Bloom’s promotional work over the years is part of the reason behind cli-fi’s growing recognition in the public sphere, as evidenced by copious mentions of the genre in articles online. In addition to running Burning Ashes, Bloom is also active on Twitter using the hashtag #clifi and manages The Cli-Fi Report, a website for academics and media professionals that features links to articles about cli-fi.

“I coined the term ‘cli-fi’ as a wake-up call and a PR tool for climate novelists and media writers, bookstore categories and shelving, and for novelists and literary critics,” Bloom told Bookselling This Week. Over the years, he said, he has used the term to alert reporters to writing about the topic for publications including The New York Times, The Guardian, the BBC, CNN, and more. Bloom told BTW via e-mail that Foyles and Waterstones in the U.K. have also created cli-fi end caps like BookPeople’s, and he hopes that more bookstores will do the same.

“So often — too often — we as a society separate art and science and teach them as separate categories in schools, at church, and in bookstores,” he said. “Since cli-fi is a literary genre that combines climate science research with climate change novels, there’s a good opportunity for bookstores to be creative with how they set up displays for cli-fi novels.”

Havens told BTW that she has always been concerned about climate change “having grown up in the ’70s with DDT being used and pollution in Lake Erie and the energy crisis in the late ’70s, and just seeing the change in how there used to be lots of snow when I was a kid and now there’s not so much of it, how the weather patterns have changed,” said Havens. “I maybe haven’t advocated for it as much as I should have, but I have always been interested, and now seeing climate fiction being echoed in art and literature is really making me think that I need to get more involved.”

Her advice for booksellers looking to design their own cli-fi section is to constantly be on the lookout for new books.
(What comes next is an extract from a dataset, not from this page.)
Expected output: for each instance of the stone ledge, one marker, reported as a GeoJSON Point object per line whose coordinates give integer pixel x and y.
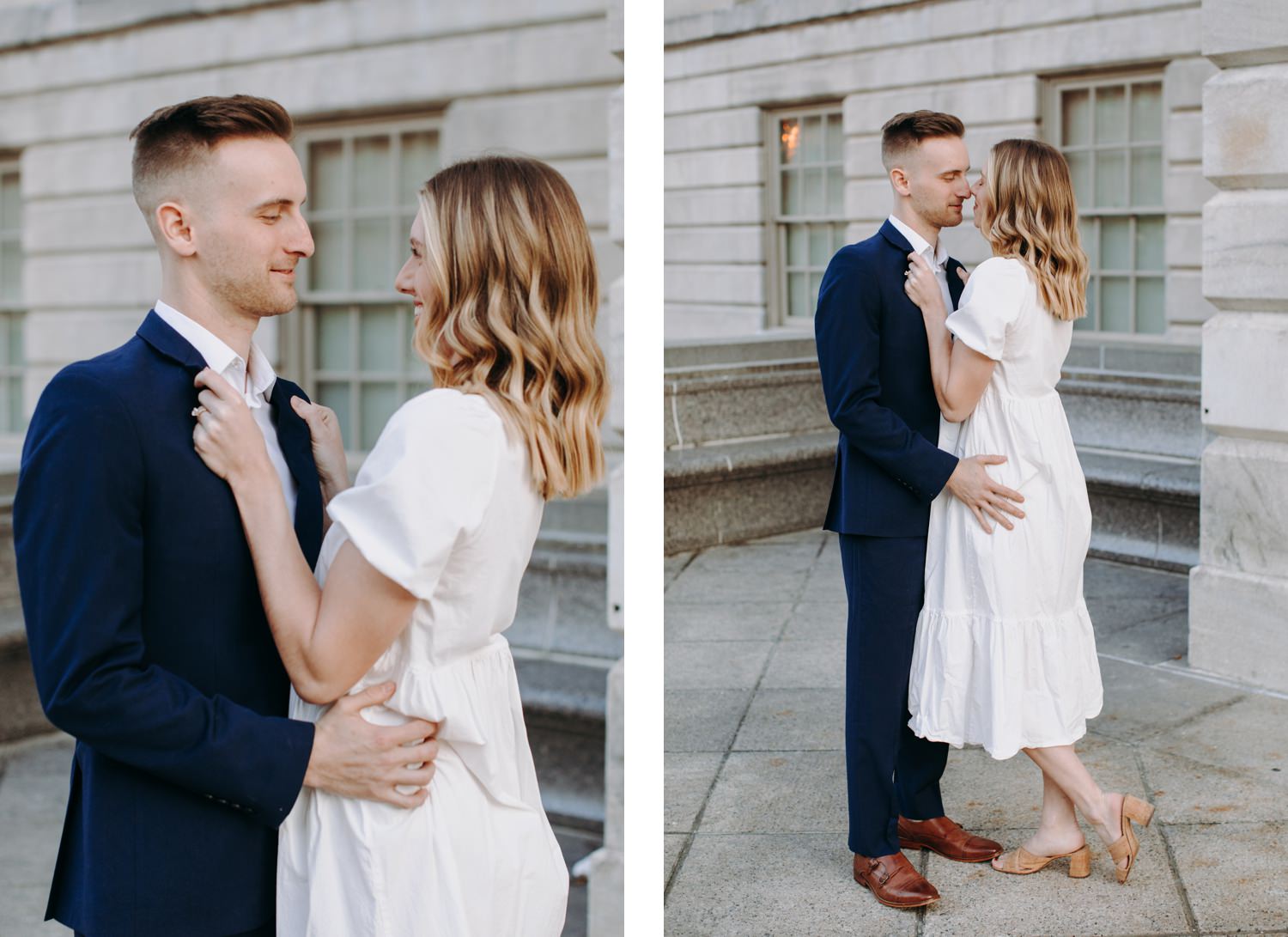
{"type": "Point", "coordinates": [750, 459]}
{"type": "Point", "coordinates": [1144, 511]}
For example, she plans to read environmentalist Rachel Carson’s Silent Spring soon and is currently considering adding Dr. Seuss’ The Lorax to her endcap.

Foyles in the U.K. has jumped on the cli-fi trend, creating a climate fact and fiction display table for customers to peruse.
Foyles in the U.K. has jumped on the cli-fi trend, creating a climate fact and fiction display table for customers to peruse.

“My advice would be to do the research. Definitely check out the Chicago Review of Books’ “Burning Worlds” column and look online for articles by other folks because there are a lot of great people out there advocating for climate fiction,” said Havens. “Make sure to do some reading and decide what you like. Do whatever you can to make your display stand out. This has always been one of our strengths at BookPeople because we have really artistic and creative folks working here. So do something that is going to make it yours. Make sure to put it in a good traffic area and keep it maintained. And always be on the lookout for new stuff.”

Bloom had some additional suggestions for booksellers looking to engage with climate change fiction as part of their store’s repertoire, including displaying nonfiction climate science books alongside novels with climate change themes, making sure to use the cli-fi label or term in window displays and monthly book clubs, and inviting local authors to speak about the genre in-store.

Booksellers who would like to start a cli-fi section of their own can check out book lists curated by Bloom for Five Books and LitHub. Media sites like Book Riot, The Verge, and The Guardian are among many that have created top cli-fi book lists for their readers.